Gerekçe ve Sonuç: Yerel mahkeme kararında usul ve esasa ilişkin bir aykırılık bulunmadığı, delillerin değerlendirilmesinde ve hukukun uygulanmasında hata yapılmadığı, nafaka miktarının ve feragat nedeniyle tazminat taleplerinin reddinin hakkaniyete uygun olduğu gözetilerek istinaf mahkemesi kararının onanmasına karar verilmiştir.

Karar Metni

"İçtihat Metni"

MAHKEMESİ : Gaziantep Bölge Adliye Mahkemesi 2. Hukuk Dairesi

SAYISI : 2022/434 E., 2022/2693 K.

KARAR : Esastan ret

İLK DERECE MAHKEMESİ : ... 3. Aile Mahkemesi

SAYISI : 2020/634 E., 2021/787 K.

Taraflar arasındaki boşanma davalarından dolayı yapılan yargılama sonunda İlk Derece Mahkemesince erkeğin davasının kabulü ile tarafların boşanmalarına karar verilmiştir.

Kararın davalı kadın tarafından istinaf edilmesi üzerine, Bölge Adliye Mahkemesince başvurunun esastan reddine karar verilmiştir.

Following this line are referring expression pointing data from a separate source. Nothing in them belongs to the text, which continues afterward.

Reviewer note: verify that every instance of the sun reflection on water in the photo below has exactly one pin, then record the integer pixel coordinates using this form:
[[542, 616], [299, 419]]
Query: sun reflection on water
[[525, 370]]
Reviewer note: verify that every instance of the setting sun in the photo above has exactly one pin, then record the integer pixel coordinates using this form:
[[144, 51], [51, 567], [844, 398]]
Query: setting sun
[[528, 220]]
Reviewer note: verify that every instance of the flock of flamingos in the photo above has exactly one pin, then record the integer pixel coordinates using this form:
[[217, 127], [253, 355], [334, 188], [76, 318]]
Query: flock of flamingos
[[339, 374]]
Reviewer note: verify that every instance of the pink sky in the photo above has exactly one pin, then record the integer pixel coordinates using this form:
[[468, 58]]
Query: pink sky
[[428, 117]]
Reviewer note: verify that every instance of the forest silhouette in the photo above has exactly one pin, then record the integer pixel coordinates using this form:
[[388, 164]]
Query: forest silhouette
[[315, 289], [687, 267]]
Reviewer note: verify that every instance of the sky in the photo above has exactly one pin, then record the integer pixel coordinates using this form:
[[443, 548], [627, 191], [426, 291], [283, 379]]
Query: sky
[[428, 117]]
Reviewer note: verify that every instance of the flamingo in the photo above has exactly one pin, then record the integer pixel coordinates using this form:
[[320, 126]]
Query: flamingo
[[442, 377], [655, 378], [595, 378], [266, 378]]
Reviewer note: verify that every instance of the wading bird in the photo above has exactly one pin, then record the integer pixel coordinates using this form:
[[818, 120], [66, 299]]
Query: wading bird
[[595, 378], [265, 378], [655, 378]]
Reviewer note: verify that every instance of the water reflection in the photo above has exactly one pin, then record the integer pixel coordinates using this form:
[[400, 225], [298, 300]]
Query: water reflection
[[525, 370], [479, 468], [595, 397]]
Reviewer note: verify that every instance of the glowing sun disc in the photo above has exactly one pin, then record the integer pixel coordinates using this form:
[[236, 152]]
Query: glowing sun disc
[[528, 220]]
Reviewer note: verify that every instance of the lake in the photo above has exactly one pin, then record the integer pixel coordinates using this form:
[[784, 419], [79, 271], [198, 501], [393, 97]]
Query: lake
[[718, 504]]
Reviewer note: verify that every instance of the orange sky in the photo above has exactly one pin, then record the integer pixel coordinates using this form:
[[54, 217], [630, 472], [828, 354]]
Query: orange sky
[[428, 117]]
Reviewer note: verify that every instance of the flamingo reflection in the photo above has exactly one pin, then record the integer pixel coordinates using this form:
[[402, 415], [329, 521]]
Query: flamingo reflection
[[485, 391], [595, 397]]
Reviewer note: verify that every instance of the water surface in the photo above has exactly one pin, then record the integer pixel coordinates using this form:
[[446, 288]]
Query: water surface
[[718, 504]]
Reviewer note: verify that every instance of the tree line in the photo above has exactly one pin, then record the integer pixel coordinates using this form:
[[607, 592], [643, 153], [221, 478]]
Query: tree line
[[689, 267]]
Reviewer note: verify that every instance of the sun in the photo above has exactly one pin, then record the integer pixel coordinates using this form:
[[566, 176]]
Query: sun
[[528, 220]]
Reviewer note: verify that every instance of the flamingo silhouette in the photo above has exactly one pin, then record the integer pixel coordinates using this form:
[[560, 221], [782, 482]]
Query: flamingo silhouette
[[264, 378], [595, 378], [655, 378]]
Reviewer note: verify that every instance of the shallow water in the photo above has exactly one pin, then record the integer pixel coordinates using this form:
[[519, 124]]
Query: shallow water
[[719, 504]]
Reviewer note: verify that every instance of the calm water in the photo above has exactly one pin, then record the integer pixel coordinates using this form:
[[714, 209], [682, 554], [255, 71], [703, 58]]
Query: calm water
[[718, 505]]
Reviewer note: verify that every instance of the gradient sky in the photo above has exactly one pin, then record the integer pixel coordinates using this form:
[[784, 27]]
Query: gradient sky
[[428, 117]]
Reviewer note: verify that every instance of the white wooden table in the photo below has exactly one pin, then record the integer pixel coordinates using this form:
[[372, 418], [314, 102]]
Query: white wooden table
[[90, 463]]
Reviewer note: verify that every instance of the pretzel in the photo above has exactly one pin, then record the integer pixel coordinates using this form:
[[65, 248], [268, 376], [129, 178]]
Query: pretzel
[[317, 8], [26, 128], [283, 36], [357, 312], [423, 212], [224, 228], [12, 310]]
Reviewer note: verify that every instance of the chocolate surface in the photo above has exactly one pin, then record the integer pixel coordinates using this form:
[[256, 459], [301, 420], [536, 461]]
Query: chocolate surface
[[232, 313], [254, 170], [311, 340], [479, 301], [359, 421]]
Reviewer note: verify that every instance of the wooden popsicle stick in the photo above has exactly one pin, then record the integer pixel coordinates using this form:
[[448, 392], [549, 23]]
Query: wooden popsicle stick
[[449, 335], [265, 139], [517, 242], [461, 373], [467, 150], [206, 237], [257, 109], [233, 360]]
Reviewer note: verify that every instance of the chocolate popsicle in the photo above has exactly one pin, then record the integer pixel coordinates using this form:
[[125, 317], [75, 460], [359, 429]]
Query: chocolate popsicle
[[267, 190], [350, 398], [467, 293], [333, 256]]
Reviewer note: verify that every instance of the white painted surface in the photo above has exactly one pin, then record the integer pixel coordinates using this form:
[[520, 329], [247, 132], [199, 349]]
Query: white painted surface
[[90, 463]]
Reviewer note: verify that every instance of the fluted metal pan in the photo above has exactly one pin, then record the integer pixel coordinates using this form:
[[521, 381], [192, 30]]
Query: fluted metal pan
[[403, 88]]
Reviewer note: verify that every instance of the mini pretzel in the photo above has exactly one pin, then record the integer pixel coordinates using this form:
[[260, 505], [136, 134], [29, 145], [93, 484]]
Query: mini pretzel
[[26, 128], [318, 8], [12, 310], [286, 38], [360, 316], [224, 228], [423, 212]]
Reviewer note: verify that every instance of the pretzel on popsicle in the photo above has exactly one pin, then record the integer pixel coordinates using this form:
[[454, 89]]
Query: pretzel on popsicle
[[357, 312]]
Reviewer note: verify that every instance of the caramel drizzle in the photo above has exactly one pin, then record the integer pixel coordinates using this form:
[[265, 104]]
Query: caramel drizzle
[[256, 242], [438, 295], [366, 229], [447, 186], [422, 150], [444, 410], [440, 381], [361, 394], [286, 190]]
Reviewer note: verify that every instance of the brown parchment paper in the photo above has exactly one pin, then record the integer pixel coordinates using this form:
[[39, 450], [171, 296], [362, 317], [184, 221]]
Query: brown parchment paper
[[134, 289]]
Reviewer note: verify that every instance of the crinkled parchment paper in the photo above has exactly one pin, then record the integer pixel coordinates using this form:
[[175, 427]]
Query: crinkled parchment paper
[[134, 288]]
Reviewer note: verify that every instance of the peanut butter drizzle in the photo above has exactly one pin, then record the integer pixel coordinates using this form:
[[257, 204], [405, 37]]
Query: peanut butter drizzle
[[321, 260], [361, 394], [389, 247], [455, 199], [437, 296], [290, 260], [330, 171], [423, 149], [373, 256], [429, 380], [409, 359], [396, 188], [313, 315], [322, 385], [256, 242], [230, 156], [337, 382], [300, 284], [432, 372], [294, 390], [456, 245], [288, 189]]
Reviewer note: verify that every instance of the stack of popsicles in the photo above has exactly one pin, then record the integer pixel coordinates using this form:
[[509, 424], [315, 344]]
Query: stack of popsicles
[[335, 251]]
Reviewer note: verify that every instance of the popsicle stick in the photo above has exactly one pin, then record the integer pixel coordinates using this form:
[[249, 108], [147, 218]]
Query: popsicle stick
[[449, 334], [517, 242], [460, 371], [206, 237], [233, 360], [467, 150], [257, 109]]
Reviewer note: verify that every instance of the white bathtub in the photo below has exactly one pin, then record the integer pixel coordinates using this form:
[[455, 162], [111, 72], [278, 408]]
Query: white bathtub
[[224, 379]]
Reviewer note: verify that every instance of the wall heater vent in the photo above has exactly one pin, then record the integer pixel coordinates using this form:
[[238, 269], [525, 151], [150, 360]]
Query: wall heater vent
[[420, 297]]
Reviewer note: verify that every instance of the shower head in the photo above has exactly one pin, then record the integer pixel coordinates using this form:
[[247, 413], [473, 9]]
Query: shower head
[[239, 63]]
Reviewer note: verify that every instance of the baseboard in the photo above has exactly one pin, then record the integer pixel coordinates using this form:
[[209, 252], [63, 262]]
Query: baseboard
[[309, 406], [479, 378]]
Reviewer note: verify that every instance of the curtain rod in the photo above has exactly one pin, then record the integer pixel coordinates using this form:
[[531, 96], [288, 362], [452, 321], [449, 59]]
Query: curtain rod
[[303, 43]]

Bölge Adliye Mahkemesi kararı davalı kadın vekili tarafından temyiz edilmekle; kesinlik, süre, temyiz şartı ve diğer usul eksiklikleri yönünden yapılan ön inceleme sonucunda, temyiz dilekçesinin kabulüne karar verildikten ve Tetkik Hâkimi tarafından hazırlanan rapor dinlendikten sonra dosyadaki belgeler incelenip gereği düşünüldü:

I. DAVA

Davacı erkek vekili dava dilekçesinde; davalının ailesinin evliliği hiç bir şekilde kabullenmediğini, aralarında mezhep sorunu olduğunu, evliliğin ilk zamanlarda davalı eşi tarafından her ne kadar bu sorun olmamış ise de daha sonra davalının ailesinin etkisinde kalarak evde sorunlar çıkardığını, davalının şahsına yönelik olarak onur ve haysiyetini zedeleyici söylemlerde bulunduğunu iddia ederek evlilik birliğinin temelinden sarsılması nedeni ile boşanmalarına karar verilmesini ortak çocukların velâyetlerinin kendisine verilmesini, ortak çocuklar için ayrı ayrı aylık 500,00 TL tedbir ve iştirak nafakasına hükmedilmesini, 50.000,00 TL manevî tazminata karar verilmesini dava ve talep etmiştir.

II. CEVAP

Davalı kadın cevap dilekçesinde özetle; davacının iddialarının asılsız ve gerçek dışı olduğunu, mezhep nedeni ile davacıya kusurlu davrandığının iddiasının gerçek olmadığını, evlenirken davacının mezhebini bildiğini, davacının ailesinin böyle bir ayrım yaptığını davacının bu duruma sessiz kaldığını zaman zaman da bu durumun etkisinde kalarak sorun çıkardığını, davacının sebepsiz bir şekilde ortak konutu terk ettiğini, evin ihtiyaçlarını karşılamadığını beyan ederek açılan davanın reddine karar verilmesini aksi kanaatte boşanmalarına karar verilmesini,ortak çocukların velâyetlerinin kendisine verilmesini kendisi için aylık 1.000,00 TL, ortak çocuklar için ayrı ayrı 1.000,00 TL tedbir- iştirak ve yoksulluk nafakasına karar verilmesini 100.000,00 TL maddî 100.000,00 TL manevî tazminata dava tarihinden itibaren işleyecek yasal faiziyle birlikte ödenmesine karar verilmesini talep etmiştir.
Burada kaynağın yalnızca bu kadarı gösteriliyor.